安浪先生(右上)と担当編集者の江口さん(右下)、井上さん(左上)、藤沢さん(左下)によるオンラインセミナーは出版社の垣根を越えての開催
安浪先生(右上)と担当編集者の江口さん(右下)、井上さん(左上)、藤沢さん(左下)によるオンラインセミナーは出版社の垣根を越えての開催

 これらの特徴は、拘束時間が長いこと。お弁当持ちで6、7時間というのもザラです。そうすると、家で過去問を解く時間が十分取れなくなり、悩むご家庭が増えます。冠特訓はいいのですが、それ以外の特訓講座では、自分が志望している学校では出題されない問題をやらされることも。もしそうなら、特訓講座を間引いた方がいい場合もあります。  
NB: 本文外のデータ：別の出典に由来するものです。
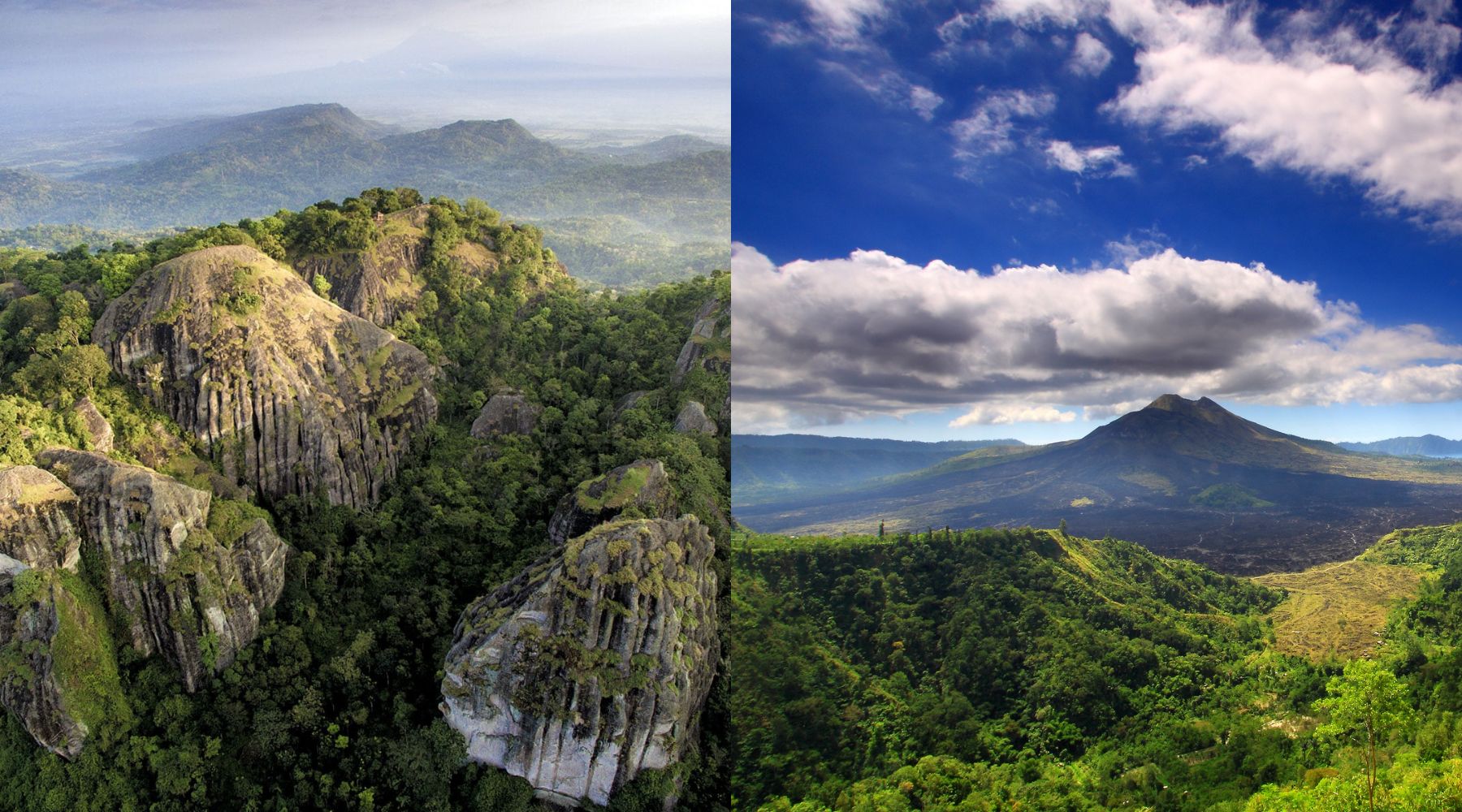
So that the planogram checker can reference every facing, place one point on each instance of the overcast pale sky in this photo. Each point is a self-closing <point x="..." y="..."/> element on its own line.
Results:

 また、塾のクラスが荒れてくるのもこの時期の特徴。子どもたちにストレスがたまり、いじめが発生することもあります。


 いじめが原因であるなしにかかわらず、子どもが塾に行くのを嫌がります、という相談も増えてきます。そのようなときは無理させず、休むことを勧めます。
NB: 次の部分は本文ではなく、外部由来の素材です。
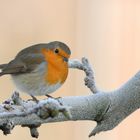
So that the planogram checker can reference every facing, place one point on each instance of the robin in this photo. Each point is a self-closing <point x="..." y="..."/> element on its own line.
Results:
<point x="39" y="69"/>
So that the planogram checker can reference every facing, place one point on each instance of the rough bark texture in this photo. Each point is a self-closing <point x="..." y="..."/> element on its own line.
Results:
<point x="107" y="109"/>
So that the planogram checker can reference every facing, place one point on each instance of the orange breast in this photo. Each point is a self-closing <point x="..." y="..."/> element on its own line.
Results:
<point x="57" y="69"/>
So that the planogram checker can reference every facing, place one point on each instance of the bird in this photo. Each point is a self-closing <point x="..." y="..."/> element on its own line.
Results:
<point x="39" y="69"/>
 残りの約3カ月、「これをやればいい」というものはありません。講座を間引く、塾をやめて個別指導に切り替える、など今置かれた状況に合わせながら、細かく打ち手を考えていく必要がある時期です。


──志望校を最終的にどうするか悩ましいです。


 いちばん多いのは、「志望校の合格圏内に届かない」ということです。我々としたら、志望校別の模擬試験を受けてきて、40%の合格率を取ってきたら、「お、40%取ってきたか! 残り3カ月頑張るぞ!」となりますが、親からすると60%でも不安なんですね。
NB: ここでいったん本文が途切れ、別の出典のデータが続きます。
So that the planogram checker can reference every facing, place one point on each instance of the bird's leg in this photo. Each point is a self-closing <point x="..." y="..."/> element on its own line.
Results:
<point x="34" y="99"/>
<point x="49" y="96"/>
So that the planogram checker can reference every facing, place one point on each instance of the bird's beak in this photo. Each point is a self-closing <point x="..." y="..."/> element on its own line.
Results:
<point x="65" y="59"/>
 第1志望はともかく、併願校が決まらない、という悩みも多いです。子どもの希望を聞いていると全部難関になってしまう、というのもありますし、親のほうが「こんな偏差値が下の学校に行かせたくない」と志望校の選択にバイアスがかかってしまう場合もある。


■受験動向の変化に注意


 たいていの塾は第1志望校に応じて併願パッケージを持っていますが、これはあくまで日程を偏差値で組んだもの。子どもに合うか否かは度外視です。特にコロナによって受験の動向も変わり、合格可能性や通学時間など、多角的に「安全志向」が高まりました。塾が提示したパッケージを鵜呑みにせず、わが子に合うプランについてアドバイスをもらいましょう。